Los papamoscas cerrojillo son pájaros migratorios cantores que cuentan con dimorfismo sexual en el color del plumaje durante la temporada de reproducción. La coloración del plumaje dorsal de los machos varía desde individuos marrones, parecidos a las hembras, hasta individuos completamente negros. Esta coloración, según se detalla en la investigación, es hereditaria y un indicador de la calidad general y atractivo de los machos. Los individuos más oscuros establecen antes sus territorios de reproducción y producen cantos más complejos. El tamaño muestral total en esta investigación supera los 2.000 machos, según detalla David Canal, investigador del Centro para Investigaciones Ecológicas en Hungría y uno de los autores del estudio.

Sin embargo, estos ornamentos también tienen unos costes ambientales y sociales: “Cuando los machos más oscuros llegan antes están migrando en peores condiciones ambientales, como frío, lluvia o nevadas, y eso energéticamente es exigente”, explica el investigador. Respecto a los costes sociales, estos individuos van a tener que competir con otros machos, defender el territorio de forma más intensa, además de que son vistos antes por los depredadores. “Esto hace que probablemente cuando llegue la hora del cuidado parental sea menor o sea de peor calidad, puesto que llegan exhaustos”, resume Canal.

Para llegar a esta conclusión, se observó desde la tercera semana de abril hasta la primera quincena de julio cajas nido (156 en el bosque de robles y 83 en el de pinos). Cada tres días eran revisadas para determinar la ocupación de individuos papamoscas cerrojillo o de otras especies. Una vez que se ocupaban estas cajas, se examinaba diariamente para determinar la fecha de puesta, el tamaño de la nidada, la fecha de eclosión y el número de polluelos.
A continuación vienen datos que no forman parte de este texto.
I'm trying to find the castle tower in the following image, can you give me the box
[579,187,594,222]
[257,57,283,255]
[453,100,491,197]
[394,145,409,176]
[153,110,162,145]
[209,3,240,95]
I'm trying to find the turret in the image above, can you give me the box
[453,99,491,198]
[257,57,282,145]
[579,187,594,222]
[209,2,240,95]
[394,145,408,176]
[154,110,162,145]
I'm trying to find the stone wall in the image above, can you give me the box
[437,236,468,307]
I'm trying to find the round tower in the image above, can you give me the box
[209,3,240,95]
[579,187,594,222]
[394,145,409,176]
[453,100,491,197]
Todas las aves de esta especie se marcaron con una anilla de metal enumerado y los machos, además, con una combinación única de anillas de colores.

Este estudio reúne aspectos que, según Canal, tienen gran importancia. En primer lugar, proporciona información sobre el medio, en una forma de desarrollar empatía de la sociedad hacia este medio. Tiene también implicaciones evolutivas, ya que recoge aspectos relacionados con adquirir pareja y el éxito reproductor. “Hay animales que tienen mayor éxito en relación a otros y estudiar los factores que determinan ese éxito diferencial y si eso es constante a lo largo del tiempo, es decir, si cambia con unas condiciones ambientales o se mantiene constante, es crucial para entender cómo han evolucionado”, afirma. Por último, han recopilado durante muchos años datos de diferentes generaciones en los que pueden observar las consecuencias evolutivas. “Esta población es muy particular porque a nivel mundial debe haber dos o tres poblaciones como estas”, zanja.

La duración de los pasos migratorios de esta especie se han reducido en los últimos 40 años en el centro y sur de la Comunidad de Madrid, según recoge una investigación incluida en el Anuario Ornitológico de Madrid, 2015-2017. Este estudio detalla que, además de una disminución del tiempo en la duración de los pasos en torno a dos semanas, hay un adelanto significativo en las fechas de partida. Por otra parte, los machos llegan en promedio cinco días antes que las hembras en la migración prenupcial.